Bill Skitch

Personal information
- Full name: William Henry Skitch
- Born: 31 August 1860 Bendigo, Victoria, Australia
- Died: 13 July 1944 (aged 83) Kawakawa, Northland, New Zealand

Domestic team information
- 1883/84: Otago
- Source: CricInfo, 24 May 2016

= Bill Skitch =

New Zealand cricketer

William Henry Skitch (31 August 1860 - 13 July 1944) was a New Zealand cricketer. He played two first-class matches for Otago during the 1883–84 season.

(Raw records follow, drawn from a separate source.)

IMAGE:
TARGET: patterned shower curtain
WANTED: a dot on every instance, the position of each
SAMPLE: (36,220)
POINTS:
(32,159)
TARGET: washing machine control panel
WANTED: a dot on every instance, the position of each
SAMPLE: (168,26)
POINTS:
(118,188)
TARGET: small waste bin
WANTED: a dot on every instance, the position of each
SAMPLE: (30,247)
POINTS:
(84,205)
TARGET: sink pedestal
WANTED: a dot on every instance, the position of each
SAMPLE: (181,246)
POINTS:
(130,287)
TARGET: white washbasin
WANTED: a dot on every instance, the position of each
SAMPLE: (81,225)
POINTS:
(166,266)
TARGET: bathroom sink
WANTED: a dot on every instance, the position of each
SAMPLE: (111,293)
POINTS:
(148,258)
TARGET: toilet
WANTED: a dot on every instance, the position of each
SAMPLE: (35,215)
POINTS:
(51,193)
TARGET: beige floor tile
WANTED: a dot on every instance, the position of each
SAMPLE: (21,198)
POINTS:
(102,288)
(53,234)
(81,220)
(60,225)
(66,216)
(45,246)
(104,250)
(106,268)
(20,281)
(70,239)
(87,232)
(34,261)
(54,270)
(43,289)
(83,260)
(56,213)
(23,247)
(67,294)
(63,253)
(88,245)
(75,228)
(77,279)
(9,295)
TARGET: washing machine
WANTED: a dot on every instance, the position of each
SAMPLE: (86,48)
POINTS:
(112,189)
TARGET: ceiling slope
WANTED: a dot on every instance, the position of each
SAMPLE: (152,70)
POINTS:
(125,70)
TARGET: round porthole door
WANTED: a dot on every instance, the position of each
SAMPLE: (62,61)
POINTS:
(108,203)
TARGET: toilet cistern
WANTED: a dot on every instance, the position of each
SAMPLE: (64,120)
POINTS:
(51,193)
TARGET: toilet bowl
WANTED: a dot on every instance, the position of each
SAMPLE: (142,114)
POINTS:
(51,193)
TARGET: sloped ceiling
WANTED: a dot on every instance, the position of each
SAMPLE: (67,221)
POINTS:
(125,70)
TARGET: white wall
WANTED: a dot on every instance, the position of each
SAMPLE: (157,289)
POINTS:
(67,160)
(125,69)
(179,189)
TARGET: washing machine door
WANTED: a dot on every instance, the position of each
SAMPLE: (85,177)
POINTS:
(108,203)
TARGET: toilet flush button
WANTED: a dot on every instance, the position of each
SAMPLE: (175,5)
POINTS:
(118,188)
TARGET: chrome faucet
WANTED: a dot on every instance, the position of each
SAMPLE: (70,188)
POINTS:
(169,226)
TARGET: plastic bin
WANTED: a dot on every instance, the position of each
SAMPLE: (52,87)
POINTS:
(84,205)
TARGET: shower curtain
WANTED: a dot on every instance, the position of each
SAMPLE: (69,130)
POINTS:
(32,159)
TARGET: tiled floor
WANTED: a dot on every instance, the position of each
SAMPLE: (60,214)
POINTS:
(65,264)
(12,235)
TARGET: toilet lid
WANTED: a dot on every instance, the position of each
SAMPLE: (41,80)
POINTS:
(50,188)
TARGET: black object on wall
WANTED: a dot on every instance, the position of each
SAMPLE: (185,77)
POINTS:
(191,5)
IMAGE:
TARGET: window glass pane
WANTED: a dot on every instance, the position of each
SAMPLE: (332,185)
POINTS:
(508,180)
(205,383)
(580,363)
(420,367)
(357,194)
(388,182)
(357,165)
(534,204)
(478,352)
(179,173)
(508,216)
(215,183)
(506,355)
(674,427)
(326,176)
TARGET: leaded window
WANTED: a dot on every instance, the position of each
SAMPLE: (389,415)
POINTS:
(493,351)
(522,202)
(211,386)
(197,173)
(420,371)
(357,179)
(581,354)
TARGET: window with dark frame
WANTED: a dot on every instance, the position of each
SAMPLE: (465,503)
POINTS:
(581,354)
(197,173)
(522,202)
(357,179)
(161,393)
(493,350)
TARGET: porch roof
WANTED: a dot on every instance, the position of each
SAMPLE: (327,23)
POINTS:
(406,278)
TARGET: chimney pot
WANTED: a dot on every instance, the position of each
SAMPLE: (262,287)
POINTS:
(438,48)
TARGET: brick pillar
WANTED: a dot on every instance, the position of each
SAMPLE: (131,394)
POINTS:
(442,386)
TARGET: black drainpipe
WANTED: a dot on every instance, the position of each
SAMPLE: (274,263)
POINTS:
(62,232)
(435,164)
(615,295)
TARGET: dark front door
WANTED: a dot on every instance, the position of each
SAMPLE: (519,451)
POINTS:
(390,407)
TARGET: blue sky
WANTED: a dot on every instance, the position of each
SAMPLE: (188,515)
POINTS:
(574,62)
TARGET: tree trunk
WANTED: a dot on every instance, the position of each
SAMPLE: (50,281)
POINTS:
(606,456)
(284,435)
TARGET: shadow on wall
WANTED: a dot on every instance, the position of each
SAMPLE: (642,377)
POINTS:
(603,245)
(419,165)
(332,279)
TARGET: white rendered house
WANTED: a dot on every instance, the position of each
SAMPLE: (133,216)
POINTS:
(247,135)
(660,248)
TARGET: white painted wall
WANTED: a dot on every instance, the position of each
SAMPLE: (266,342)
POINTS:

Skitch was born at Bendigo in Australia and was educated at Bendigo School. After moving to New Zealand he was prominent in Otago cricket as a player, administrator and umpire for 34 years until he moved to Auckland for business reasons in 1907. He umpired seven first-class matches, six of them at the Carisbrook ground in Dunedin, between 1898 and 1903. He was elected a life member of the Dunedin Cricket Club, of which he was one of the founders, in 1901. He also won prizes as a professional sprinter and was a member of the Dunedin fire brigade teams that won competitions around New Zealand.

Skitch married Ellen Matilda Mariner in Dunedin in November 1881. She died at their home in Grey Lynn, Auckland, in May 1938. He moved to live with his son in Manurewa, and died in July 1944, aged 83.